"Saw, boy, saw!" said the Mr. Theodore Riley, the old casketmaker with nails between his teeth.
The boy in questions was Tom Smith, a local orphan of hazy origin. He sat on a the top of a salt pork barrel staring blankly out the wide open door to the shop. The occasional snowflake swirled in the air with the dust. Tom's lips were deep red and chapped, and his cheeks burned in the cold. He clutched his hands in his armpits. Occasionally someone would pass across the frame of the door on more interesting business than the construction of pine caskets.
"What did I say boy? Are you ignorant?" Mr. Riley stood up to his full height and slapped the haft of the hammer into his other hand. Tom slowly turned around. Mr. Riley raised his eyebrows. Tom suddenly gulped and jumped off his perch. He picked up the wood saw again and resumed sawing. Mr. Riley leaned down and started hammering.
"You're unsettled boy," said Mr. Riley, puncturing boards of wood three more times with great gusto. Tom briefly stopped sawing, then quickly started again, pumping his arms even faster. "How old are you?"
"I'm not sure," said Tom, his voice cracking.
"Hmm," said Mr. Riley. He slammed another nail into the casket. "I'd guess sixteen or seventeen. Maybe eighteen if you ain't been fed proper. Have you been fed proper boy?"
"I've been hungry sometimes, but not always."
"That's not real definitive."
Two more nails were pounded into submission and Mr. Riley walked around the casket to work on the other side. He picked a plank from the finished pile and examined it's quality. He snuffled through his nose and stroked the stubble on his chin before deciding to use it.
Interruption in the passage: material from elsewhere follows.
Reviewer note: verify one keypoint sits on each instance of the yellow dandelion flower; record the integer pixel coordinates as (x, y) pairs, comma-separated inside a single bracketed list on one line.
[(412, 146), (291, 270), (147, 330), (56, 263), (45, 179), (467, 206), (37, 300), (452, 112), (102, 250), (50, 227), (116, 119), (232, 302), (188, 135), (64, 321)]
"You need to plane these straighter boy," he said.
"Yes sir."
Three nails became subservient.
"You should choose a wife soon."
Tom stopped sawing and looked over at Mr. Riley.
"Did I tell you to stop sawing, boy? Get back to work! I should pay you by the board and not by the day."
Tom sawed again, more slowly.
"There ain't enough women here. You'll need to send for one from back east. By post."
"You don't have a wife Mr. Riley," said Tom quietly.
"No I ain't. Not had much use for them. All them crinoline skirts and smelling salts and little lap dogs. I hate lap dogs. Ain't natural to have a carnivore that small. Frightful beasts."
"Not all women have lap dogs."
"The parsons' wives don't, that's true. They're always thin and stretched looking and sour-faced. Must be a symptom of being married to a parson."
"I wonder why you're telling me to get a wife when you don't like women."
"Now I did not say that!" Mr. Riley stood up and shook the hammer in Tom's direction. "I said I didn't have no use for women, not that I didn't like them. There's a difference you see."
Tom put down the saw and picked up his plane. He picked a wood curl from it's underside then started planing a board. Mr. Riley watched him through squinted eyes, then returned to nailing.
"You get a wife now, before you too learn how not to have use for them. This territory is turning respectable these days. Won't be too long before there are cosmopolitan metropolises here too. Whole country will be damned near filled with them. And one day, mark my words, all the available land with be turned into rows of brick houses, theaters, opera houses, and those new department stores. There'll be houses upon theaters upon operas upon department stores. There won't be a space left for a man to get lost in the prairie and look up and see the stars in heaven above without seeing a gaslight lamp. Nor the mountains or the lakes or the desert. Not a lick of anything wild. It'll all be gone. Everything dies. Mark my words. You get a wife."
"Yes, sir," said Tom sighing heavily. His gaze slowly returned to the square of bright, cold outside.